Neither Reynolds nor Pechatnov is a military historian—and in this particular case we are embracing a history of war, not peace. The virtual absence of Adolf Hitler in the book is deeply worrying; the relative absence of Hitler’s Wehrmacht even more so. In their attempt to give rational, extended diplomatic explanations for the three Allied leaders’ four-year intercourse, Reynolds and Pechatnov fail, in my view, to give weight to the enormity of the war as war: a war of battles, tactics, strategies, commanders, and commands. Dieppe—a miniD-Day raid in 1942—left almost a thousand Canadians dead on the beaches of northern France within a few hours, and thousands more wounded and captured; it does not even merit mention in the authors’ index, and only a throwaway line in their text, which will disappoint Canadian readers especially. Similarly Churchill’s alternative to D-Day, at Anzio in January 1944, merits only a throw-away paragraph, with a silly remark about whales by the prime minister—even though it resulted in some 43,000 Allied deaths and casualties. Forty-three thousand, in battle!
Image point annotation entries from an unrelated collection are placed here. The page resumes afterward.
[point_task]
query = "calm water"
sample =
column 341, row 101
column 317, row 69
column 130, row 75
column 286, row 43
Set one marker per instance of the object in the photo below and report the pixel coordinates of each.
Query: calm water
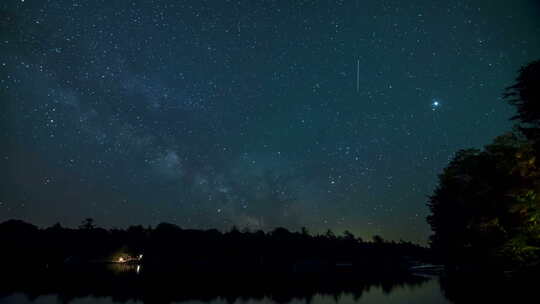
column 428, row 292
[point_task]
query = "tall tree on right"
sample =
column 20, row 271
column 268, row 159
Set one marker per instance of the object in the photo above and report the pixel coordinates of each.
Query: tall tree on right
column 486, row 207
column 525, row 96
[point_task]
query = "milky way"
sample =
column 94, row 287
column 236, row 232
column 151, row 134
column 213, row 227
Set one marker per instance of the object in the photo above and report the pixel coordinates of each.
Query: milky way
column 208, row 114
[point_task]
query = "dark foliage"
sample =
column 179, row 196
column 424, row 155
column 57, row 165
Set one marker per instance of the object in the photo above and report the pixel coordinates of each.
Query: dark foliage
column 485, row 212
column 169, row 248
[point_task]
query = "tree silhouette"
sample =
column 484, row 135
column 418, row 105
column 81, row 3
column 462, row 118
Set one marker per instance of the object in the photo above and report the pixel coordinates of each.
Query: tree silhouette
column 87, row 224
column 525, row 96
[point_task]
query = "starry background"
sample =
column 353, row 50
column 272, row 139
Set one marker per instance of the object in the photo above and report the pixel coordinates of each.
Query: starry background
column 208, row 114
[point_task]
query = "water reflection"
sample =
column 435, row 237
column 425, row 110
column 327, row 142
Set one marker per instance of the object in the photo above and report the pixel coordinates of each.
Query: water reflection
column 427, row 292
column 124, row 284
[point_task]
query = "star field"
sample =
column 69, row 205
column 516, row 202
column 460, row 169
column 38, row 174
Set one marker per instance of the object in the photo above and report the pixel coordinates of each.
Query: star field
column 208, row 114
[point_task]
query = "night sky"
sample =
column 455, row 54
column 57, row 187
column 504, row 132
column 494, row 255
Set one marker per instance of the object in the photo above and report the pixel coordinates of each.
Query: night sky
column 208, row 114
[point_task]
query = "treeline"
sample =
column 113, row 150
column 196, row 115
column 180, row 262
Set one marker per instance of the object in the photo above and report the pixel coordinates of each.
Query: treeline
column 485, row 211
column 168, row 247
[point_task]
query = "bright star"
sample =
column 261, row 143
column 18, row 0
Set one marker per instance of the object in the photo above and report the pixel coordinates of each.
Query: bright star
column 435, row 104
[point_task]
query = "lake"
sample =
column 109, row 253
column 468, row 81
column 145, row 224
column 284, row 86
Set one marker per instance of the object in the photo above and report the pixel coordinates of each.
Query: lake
column 427, row 291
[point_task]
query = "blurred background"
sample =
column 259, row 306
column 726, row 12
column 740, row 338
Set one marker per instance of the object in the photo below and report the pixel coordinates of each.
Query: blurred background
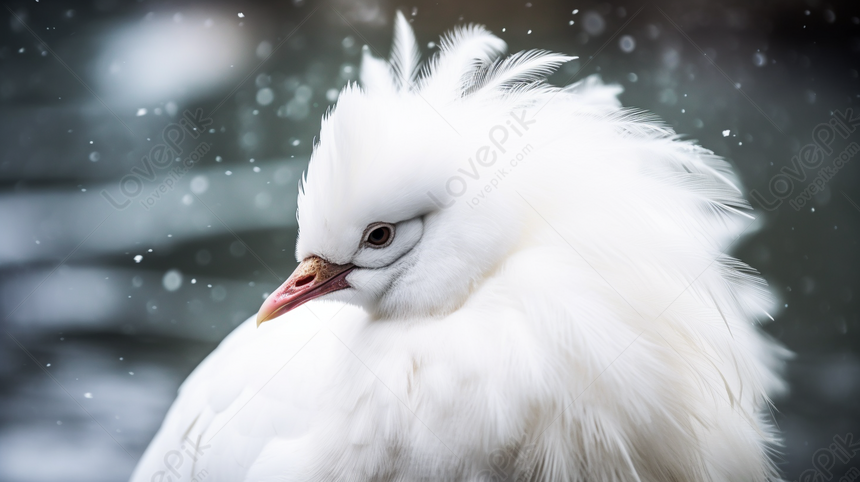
column 120, row 269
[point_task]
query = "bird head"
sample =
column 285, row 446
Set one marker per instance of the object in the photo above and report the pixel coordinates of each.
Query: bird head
column 378, row 225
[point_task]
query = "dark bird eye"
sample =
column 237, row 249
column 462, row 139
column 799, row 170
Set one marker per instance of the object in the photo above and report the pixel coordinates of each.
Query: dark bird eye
column 379, row 235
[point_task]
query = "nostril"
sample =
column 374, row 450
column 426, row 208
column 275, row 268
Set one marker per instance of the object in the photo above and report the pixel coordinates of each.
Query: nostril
column 304, row 280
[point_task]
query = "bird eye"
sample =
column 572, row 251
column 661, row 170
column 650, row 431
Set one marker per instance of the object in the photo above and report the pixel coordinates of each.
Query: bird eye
column 379, row 235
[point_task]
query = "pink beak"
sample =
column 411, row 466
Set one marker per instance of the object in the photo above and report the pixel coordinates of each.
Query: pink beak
column 313, row 278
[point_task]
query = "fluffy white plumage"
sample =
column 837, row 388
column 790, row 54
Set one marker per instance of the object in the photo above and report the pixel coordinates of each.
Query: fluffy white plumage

The Second World War was, in the end, a matter of combat—on a massive scale. Only by mounting a successful D-Day, along with a simultaneous Russian offensive from the East that would force Hitler to fight on two simultaneous all-out fronts, could the war actually be won by the Allies—as Hitler was well aware, telling his generals in December 1943 that “if they [the Allies] attack in the West, then this attack will decide the war. If this attack is driven back, the whole affair will be over.”
The Allies did attack—both in the Normandy invasion in the West and Russia’s simultaneous Operation Bagration in the East—and the war was thereby won. That, au fond, was the ultimate, essential story of the war in the West—but one that currently only plays second or lower fiddle to Reynolds’s and Pechnatov’s diplomatic, retrospective narrative. In revising their account—especially since we are about to celebrate this year the seventy-fifth anniversary of the triumph of D-Day—I would urge the professors to take this aspect of the war more seriously, more centrally, lest we fail to honor those who gave their lives for the Grand Alliance.